Stay informed with free updates
Simply sign up to the Automobiles myFT Digest — delivered directly to your inbox.
Mercedes-Benz’s chief executive has warned of the effects of a wave of tariffs and trade barriers as he pointed to the highest “complexity” the global automotive industry has faced in more than three decades.
Ola Källenius, head of the German carmaker, said the transition to electric vehicles alongside shifts in geopolitics and trade had fundamentally challenged his industry, saying regionalisation would remain a trend.
“I don’t think I’ve experienced a higher level of complexity in my 32 years in the business,” he told reporters gathered at Shanghai’s closely watched auto show.
The comments came as global carmakers have been forced to contend with higher EU tariffs on electric vehicles imported from China, as well as President Donald Trump’s looming 25 per cent tariffs on car exports to the US.

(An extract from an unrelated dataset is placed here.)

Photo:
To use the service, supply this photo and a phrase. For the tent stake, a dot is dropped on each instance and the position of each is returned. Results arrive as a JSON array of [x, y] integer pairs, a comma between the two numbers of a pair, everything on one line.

Källenius said his company was still committed to the US — where it sold 14 per cent of its cars last year — in the “long-term” and also reiterated calls for the EU to reach an agreement with Beijing over EV tariffs.
Mercedes and other German carmakers have repeatedly hit out at EU tariffs on Chinese-made electric vehicles, which can reach up to 45 per cent. They fear their exports to China could suffer from retaliation by Beijing, and they also ship EVs from China to Europe themselves.
Källenius on Wednesday reiterated hopes that an “equitable and intelligent solution” would be found in continuing discussions between Brussels and Beijing.
That dispute has since been overshadowed by Trump’s trade war with China, which has snarled global trade after tariffs between the world’s two biggest economies this month spiralled to more than 100 per cent.
“We’re also dependent on the ability to import and export in all directions — if restrictions, tariffs, other trade barriers arise, that is not good for general global trade and would affect us as well,” he said. Källenius was among a group of automotive executives who met Trump last week to discuss tariffs.
Audi chief executive Gernot Döllner also hit out at restrictions as he spoke on the sidelines of China’s biggest car show, where global automakers have descended with new models in a market where sales have drastically slumped amid fierce competition from Chinese players.
“Tariffs are not the solution,” he said in an interview with the Financial Times. “They hinder innovation and they make a false competition,” he added. “We are producing in China for over 30 years now and we believe other solutions have to be found.”
“We see a discussion in the US and hope that we have stability there in the next month,” he added.
The Shanghai auto show alerted the world to the rapid development of Chinese EV technology when it was last held in the city in 2023. Tariffs on Chinese vehicles were imposed by the US and the EU in 2024 as automakers, including BYD, expanded overseas.
But that industry-specific dispute has since been overshadowed by the trade war between the US and China, which now threatens the future of the overall flow of goods between the two countries.
“No matter what the current political policymaking is, [the US] is an economy and market you want to have a very good presence in,” Källenius said.
He described China as “the most competitively intense market”.
“I can only repeat what history tells us: economies that are free and open and are exposed to the full force of competition are usually the ones that are most innovative,” he added. “We are open for competition in any direction through any country on a level playing field.”